Some individuals are aware enough to break the cycle of verbal and emotional abuse and build their children’s self esteem with kindness, patience and tolerance – and realistic expectations. Others are clueless and do what’s familiar to them (the root of that word is family), heaping words of scorn, contempt and derision on their hapless children (and spouses and friends – if they decide to stick around).
Ironically, many of these abusers fall to pieces or get enraged if you point out anything slightly negative about their behavior or actions. Their fragile egos cannot handle even a minute hint of criticism – they must believe they are perfect, for the wounded, angry broken child still lurking in their adult psyche cannot tolerate hearing the echoes of the scathing, caustic, blistering voice of the parent who belittled, eroded and dissolved any vestige of positive self-esteem.
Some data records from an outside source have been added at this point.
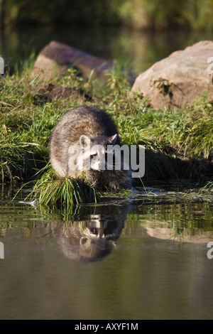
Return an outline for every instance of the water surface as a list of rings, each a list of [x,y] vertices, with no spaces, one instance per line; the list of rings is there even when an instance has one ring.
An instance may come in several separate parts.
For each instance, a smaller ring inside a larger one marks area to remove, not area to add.
[[[1,319],[212,318],[212,203],[118,199],[70,215],[11,200]]]

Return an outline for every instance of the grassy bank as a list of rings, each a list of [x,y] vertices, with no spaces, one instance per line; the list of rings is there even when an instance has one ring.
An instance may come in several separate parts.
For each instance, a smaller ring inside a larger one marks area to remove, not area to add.
[[[129,82],[121,71],[115,70],[107,84],[102,85],[83,82],[75,74],[70,70],[66,77],[52,81],[54,87],[70,90],[66,97],[61,93],[48,95],[47,86],[32,80],[29,69],[0,80],[1,183],[35,179],[48,162],[49,136],[55,124],[68,109],[82,104],[109,112],[124,144],[145,146],[143,181],[204,182],[212,177],[213,106],[204,97],[179,112],[157,111],[140,95],[129,96]]]

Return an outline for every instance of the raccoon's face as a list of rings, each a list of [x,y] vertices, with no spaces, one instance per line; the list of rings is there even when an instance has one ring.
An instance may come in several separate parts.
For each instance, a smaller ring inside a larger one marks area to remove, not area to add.
[[[88,165],[89,163],[89,169],[99,171],[112,169],[111,165],[113,156],[110,159],[110,164],[107,162],[107,157],[114,153],[108,151],[107,146],[115,145],[116,139],[116,134],[111,137],[99,136],[92,139],[89,139],[87,136],[81,136],[80,143],[82,148],[84,149],[84,161],[87,161]]]

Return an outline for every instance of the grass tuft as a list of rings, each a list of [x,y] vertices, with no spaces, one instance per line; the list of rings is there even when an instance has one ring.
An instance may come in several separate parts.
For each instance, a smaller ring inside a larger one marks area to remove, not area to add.
[[[44,171],[45,170],[45,171]],[[38,200],[40,204],[56,205],[69,210],[74,204],[97,203],[95,189],[83,179],[58,178],[48,165],[43,168],[27,199]]]

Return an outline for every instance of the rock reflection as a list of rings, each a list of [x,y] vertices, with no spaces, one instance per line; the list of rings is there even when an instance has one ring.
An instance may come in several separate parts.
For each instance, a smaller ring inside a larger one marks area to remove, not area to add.
[[[129,211],[128,204],[80,208],[77,218],[50,222],[53,237],[69,259],[101,259],[116,247]]]

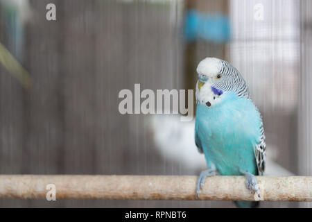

Tragically, young children believe what their parents tell them. After all, the mother/father who feeds, clothes, and takes care of them when they are sick or scared; who knows how to make cookies, drive the car, and the way to the zoo, must be right when he/she says you are bad, or useless, or stupid. After all, they are grownups and grownups know everything!
Even more tragic, these parents are creating wounded neshamas who will likely gravitate to that which is familiar to them – abusers – and will be victimized even more. Or they will become the next generation of bullies, abusive parents, spouses or bosses.
It goes without saying that children should be corrected or disciplined when necessary. But your words or actions should not be lethal blows to their egos. The dents never go away. When you feel like saying something negative or hurtful, try to remember how you felt when someone you loved and looked up to spoke to you that way.
It is very difficult to change learned behaviors, but it can be done. The most important thing is to recognize and admit that your actions/words are toxic. If your children try to avoid you, if new friendships fizzle out; if your spouse feels divorce is the lesser of the two evils, then you need to consider that you are the problem and not everyone else.
Getting help is crucial. If a thorough medical examination rules out a physical cause for your disposition, like a hormonal imbalance, then mental health therapy may be the light that guides you and your family out of the darkness.